Friday, July 23, 2010

Workout Quickies



Yesterday,I was traveling across the country to visit family. What fun that is! :)Needless to say, it is hard to get in a workout. I did manage to get in a quick 10 minute cardio workout and a 15 minute yoga workout before heading to bed. It made me think, how many of us end up skipping a workout because we think we do not have time? The ACSM states that 10 minute quick bouts of exercise accumulated throughout the day is just as effective as 30 minutes of continuous exercise. The ACSM recommends atleast 30 minutes of moderate exercise a day. Moderate is defined as anything that causes you to break a sweat or elevate your heart rate. So, here are some quick 10 minute workout ideas:
*If you have more time you can string them together to make a longer workout.

1. Yoga Sun Salutations
You can do 5-6 Sun A Salutations and 5-6 Sun B Salutations. This can be a great yoga routine if you are not sure of how to string some poses together.
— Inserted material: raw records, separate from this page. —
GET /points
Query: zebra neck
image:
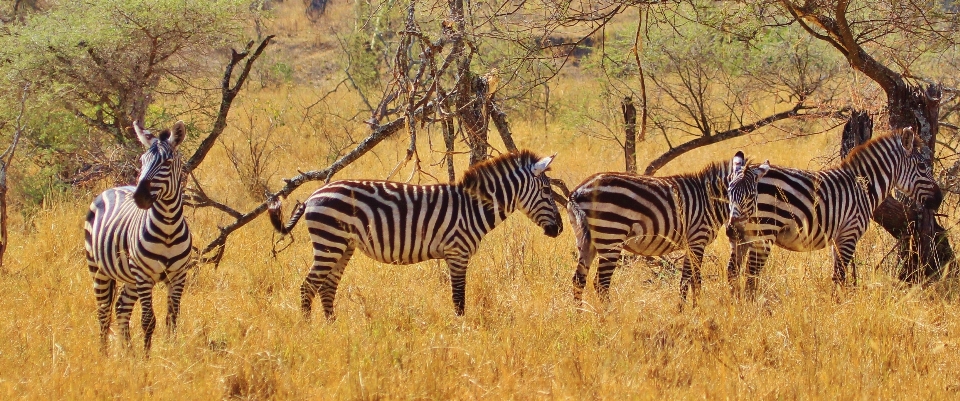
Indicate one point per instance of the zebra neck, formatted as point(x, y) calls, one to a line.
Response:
point(873, 175)
point(487, 211)
point(168, 210)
Sun Salutions have some of everything!

See picture at the top for what these look like.
2. Stairs at the office: Perform some stair intervals at work. Speeding up to the top and jogging down. Add some Jumping Jacks or Pushups at the bottom if you want more.
3. Run around the block with speed intervals. Jog or walk around your block and every 30 seconds add in a 10 second sprint. This really gets your heart rate up.
4. 1 minute each of: squats, push-ups (maybe modified to your knees), plank, double crunches (bring knees to chest and chest to knees, and lunges. Repeat again!
5. House circuit: 20 reps of each:Soup can or dumbell aquat and overhead press, Bicep curl with lunge, couch tricep dips, prone body lifts (lay on an ottoman with your toes tucked on the edge or your kid/partner holding your legs and lower and lift your chest, kid presses (lower and lift your kid while laying supine on the floor (chest press)if you don't have a kid the anything heavy you have laying around will work, Soup can or dumbell reverse flys (sit on a chair with your chest bent towards your legs and lifts arms out to the side like airplane wings. Repeat until 10 min is up!